The claimant in a small claims case can reside anywhere. The claimant in a commercial claims case must be a corporation, partnership, or association (but not a LLC) with its principal office in New York. A claimant can file no more than five commercial claims in any calendar month. The defendant must reside or have its business office in Westchester County.
A claimant need only file a one-page claim form and pay the required small fee for filing and mailing. The Court serves the claim by mail. When the claim is filed, the Clerk will set a conference date about thirty days off. The parties must appear at the conference. They will have the opportunity to settle the case. If there is no resolution, the Court will set the case for trial in the near future. No discovery is permitted.
No attorney is required but it is frequently penny wise and pound foolish to forgo attorney representation. As a wise (modest, and good looking) jurist wrote “(Small and) Commercial Claims are often a snare for the unwary Pro se litigant. Perhaps beguiled by televised simulated court programming, the public may be misled into the belief that in a 22-minute segment, if you tell your story and it seems unfair, then you will prevail regardless of the quantity or quality of the evidence and proof.
Here, unfamiliarity with what the law required to sustain the burden of proof and the need for witnesses or sufficient evidence in admissible form to prove the case creates false expectations that reduce the chances of a settlement and may result in falling short of the desired outcome.

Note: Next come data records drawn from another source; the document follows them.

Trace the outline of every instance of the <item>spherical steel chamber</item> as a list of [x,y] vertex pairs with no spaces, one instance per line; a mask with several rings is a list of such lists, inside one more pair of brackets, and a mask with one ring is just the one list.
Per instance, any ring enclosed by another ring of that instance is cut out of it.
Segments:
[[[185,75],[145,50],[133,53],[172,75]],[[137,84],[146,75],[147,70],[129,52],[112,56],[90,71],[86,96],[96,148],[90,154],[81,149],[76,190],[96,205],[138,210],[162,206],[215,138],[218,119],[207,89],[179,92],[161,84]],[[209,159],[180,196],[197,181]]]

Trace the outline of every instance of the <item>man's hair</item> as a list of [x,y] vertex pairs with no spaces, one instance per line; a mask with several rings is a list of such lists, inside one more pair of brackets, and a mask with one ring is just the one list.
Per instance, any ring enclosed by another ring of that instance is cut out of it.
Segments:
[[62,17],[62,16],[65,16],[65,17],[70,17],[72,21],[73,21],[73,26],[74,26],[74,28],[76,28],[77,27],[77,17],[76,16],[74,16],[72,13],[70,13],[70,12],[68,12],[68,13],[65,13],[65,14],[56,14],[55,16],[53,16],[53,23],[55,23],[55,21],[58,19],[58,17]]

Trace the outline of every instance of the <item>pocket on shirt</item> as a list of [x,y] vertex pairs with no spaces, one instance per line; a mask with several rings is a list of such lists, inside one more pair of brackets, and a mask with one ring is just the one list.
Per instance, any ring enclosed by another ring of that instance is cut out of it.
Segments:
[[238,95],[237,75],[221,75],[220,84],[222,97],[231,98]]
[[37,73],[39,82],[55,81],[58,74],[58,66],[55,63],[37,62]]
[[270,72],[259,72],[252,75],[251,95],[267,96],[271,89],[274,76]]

If you don’t know what you need to prove and what evidence is needed to prove it, you are working blindfolded and as likely to have success hitting your target as would a blindfolded archer. By avoiding the expense of an attorney with knowledge of the law and how to prove the required facts, the Pro Se small or commercial claimant risks losing their claim. This is unfortunate.”
The claimant bears the burden of proof of the defendant’s liability and its own damages. Even in the relatively relaxed and informal atmosphere of a small claims action, the claimant bears the burden of establishing its case by a preponderance of the evidence. The claimant also bears the burden of proving the extent of damages and the court cannot guess as to the extent of damages.
The law requires proof of damages by either a “paid” receipt or two certified estimates. The Court must provide the parties with substantial justice according to the rules and principles of substantive law and under a fair interpretation of the evidence.
After the trial, the Court will render a judgment, usually in writing within two weeks and mailed to the parties.